Im November 2019 urteilte das Bundesverfassungsgericht, dass die bestehenden Sanktionen für Hartz IV-Empfänger etwa bei „mangelnder Mitwirkung“ verfassungswidrig sind.

Im Januar 2021 legte das BMAS einen Gesetzentwurf vor, der die Vorgaben des Verfassungsgerichts umsetzen soll. Das Asylbewerberleistungsgesetz kommt in dem Gesetzentwurf nicht vor.

Große Anfrage im Bundestag

Anlass genug für eine Große Anfrage der Linksfraktion im Bundestag. Unter anderem geht es dabei um die Frage, ob der Bundesregierung denn überhaupt Erkenntnisse vorliegen, dass Sanktionen die gewünschte Wirkung erzielten. Weiter wollen die Abgeordneten wissen, ob die grundsätzlichen Überlegungen und
Vorgaben des BVerfG, die über die konkret beurteilte Norm des § 31a Absatz 1 SGB II hinausgehen, auch auf andere Gesetze und Normen übertragbar sind, etwa auf das Zwölfte Buch Sozialgesetzbuch (SGB XII) oder das Asylbewerberleistungsgesetz (AsylbLG).

22 verschiedene Sanktionstatbestände

Im Asylbewerberleistungsgesetz sind 22 verschiedene Sanktionstatbestände aufgelistet, die eine Kürzung der ohnehin schon mageren Leistungen vorsehen. Die Kürzungen liegen im Falle eines Ausreisepflichtigen bei 47 %. Wenn jemand gar nicht in Deutschland sein sollte, sondern in einem anderen für sein Verfahren zuständigen EU-Staat, droht die komplette Streichung, auch wenn in einige Länder wie Griechenland Flüchtlinge gar nicht mehr überstellt werden.

Folgende Tatbestände können zu einer Einschränkung führen:

  • Einreiseabsicht zum Bezug von Sozial(hilfe)leistungen (§ 1a Abs. 1 AsylbLG)
  • Nichtausreise trotz Möglichkeit, Ausreisepflicht (§ 1a Abs. 2 AsylbLG)
  • Missbräuchliche Verhinderung des Vollzugs aufenthaltsbeendender Maßnahmen (§ 1a Abs. 3 Satz 1 AsylbLG)
  • Besondere EU-Verteilung (§ 1a Abs. 4 AsylbLG)
  • Verstoß gegen die asylrechtlichen Mitwirkungspflichten (§ 1a Abs. 5 AsylbLG)
  • Nichtangabe von Vermögen, finanzielle Situation (§ 1a Abs. 6 AsylbLG)
  • Ablehnung einer zumutbaren Arbeitsgelegenheit (§ 5 Abs. 4 AsylbLG)
  • Weigerung der Teilnahme an Flüchtlingsintegrationsmaßnahmen (§ 5a Abs. 3 AsylbLG)
  • Weigerung der Teilnahme an einem Integrationskurs (§ 5b Abs. 2 AsylbLG)
  • Verstoß gegen eine räumliche Beschränkung (§ 11 Abs. 2 AsylbLG)
  • Verschuldete Verzögerung bei Ausstellung eines Ankunftsnachweises (§ 11 Abs. 2a AsylbLG)

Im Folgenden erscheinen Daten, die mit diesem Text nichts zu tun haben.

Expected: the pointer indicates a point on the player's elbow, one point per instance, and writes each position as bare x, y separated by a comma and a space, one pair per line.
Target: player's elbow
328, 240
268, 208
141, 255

Die Sanktionen übertreffen oft weit die 30 %-Grenze, die das Bundesverfassungsgericht für das SGB II vorgegeben hat.

Magere Antwort der Bundesregierung

Die Antwort der Bundesregierung auf die Große Anfrage ist ernüchternd.

  1. Die Prüfung, ob das Urteil des Bundesverfassungsgerichts auch auf andere Gesetze anwendbar ist, ist noch nicht abgeschlossen.
  2. Die Bundesregierung hat keine Untersuchungen oder Studien unternommen, beauftragt oder geplant, um die Eignung, Erforderlichkeit und Angemessenheit der Sanktionsregelungen im Asylbewerberleistungsgesetz zu prüfen.
  3. Der Bundesregierung liegen keine spezifischen Informationen über andere unabhängige wissenschaftliche Studien vor.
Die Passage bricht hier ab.